THE CONCEPT OF CRITICAL VALUES

It was Lundberg and colleagues working at the clinical laboratories of the Los Angeles County/University of Southern California Medical Center who pioneered a systematic approach to the identification and communication of dangerously abnormal test results. 

In 1972 they coined the term "critical (panic) value", which they defined as "one that represents a pathophysiological state at such variance with normal as to be life-threatening unless something is done promptly, and for which some corrective action could be taken" [1,2]. 
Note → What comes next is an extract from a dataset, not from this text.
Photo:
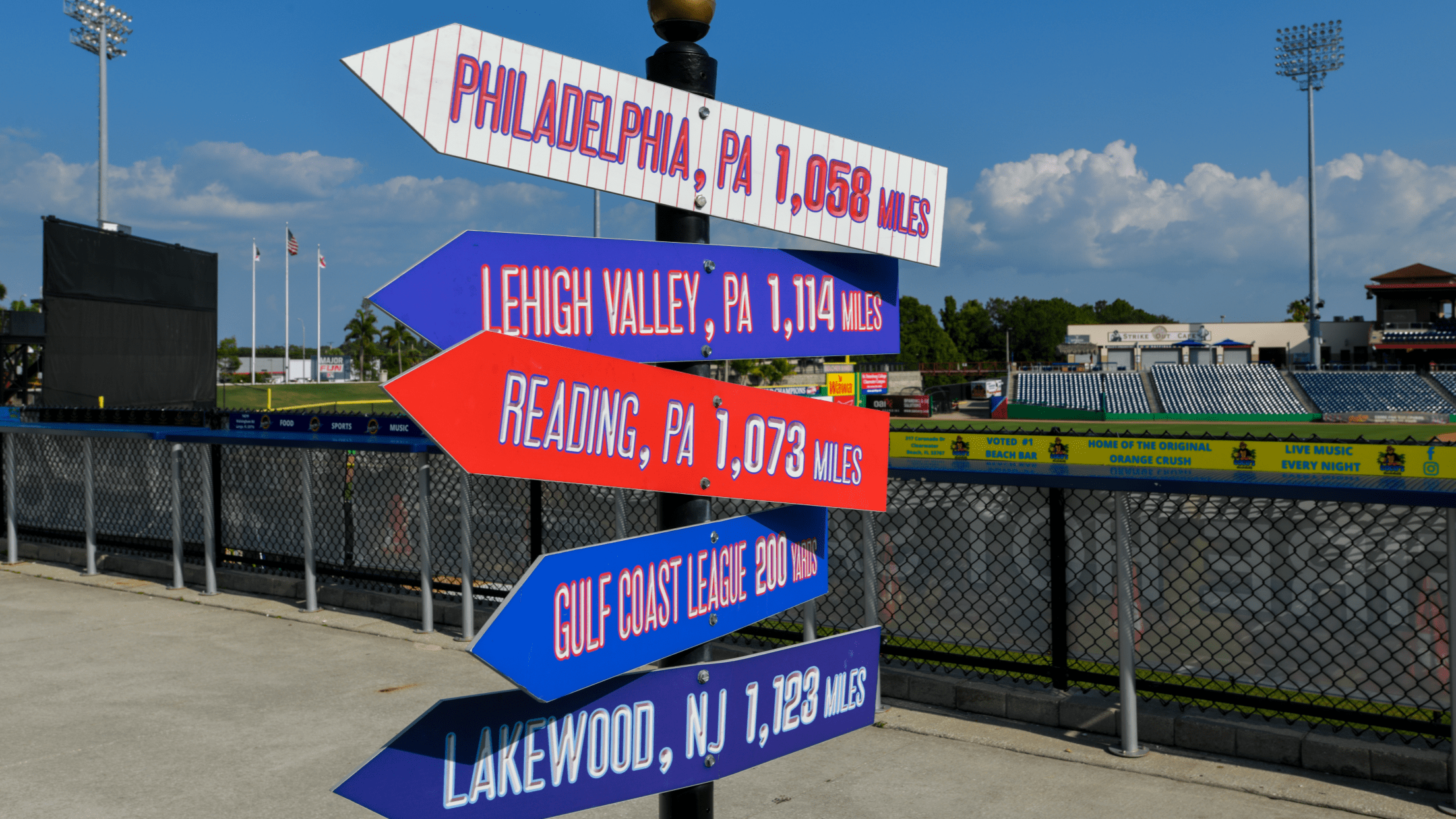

Having established a list of critical (panic) values that accorded, to their satisfaction, with the definition, the system placed responsibility on medical technologists to identify and verify critical (panic) value test results and then communicate them urgently to a "responsible individual". 

The "Lundberg" concept has since been adopted in one form or another by laboratories across the world. The term "critical (panic) value" has largely been abandoned in favor of "critical value" [17]. 

The term "critical limits" refers to the analyte-specific set limits that define a test result as a "critical value". 

Most analytes appearing on a critical-test list have both high and low critical limits but for some (e.g. neonatal serum bilirubin) only a high value could be considered critical and for others (e.g. pO₂(a)) only a low value is considered critical.

A distinction must be made between a critical-value test result as defined by Lundberg, and an urgent (or STAT) test result that in some sense is of course also "critical". 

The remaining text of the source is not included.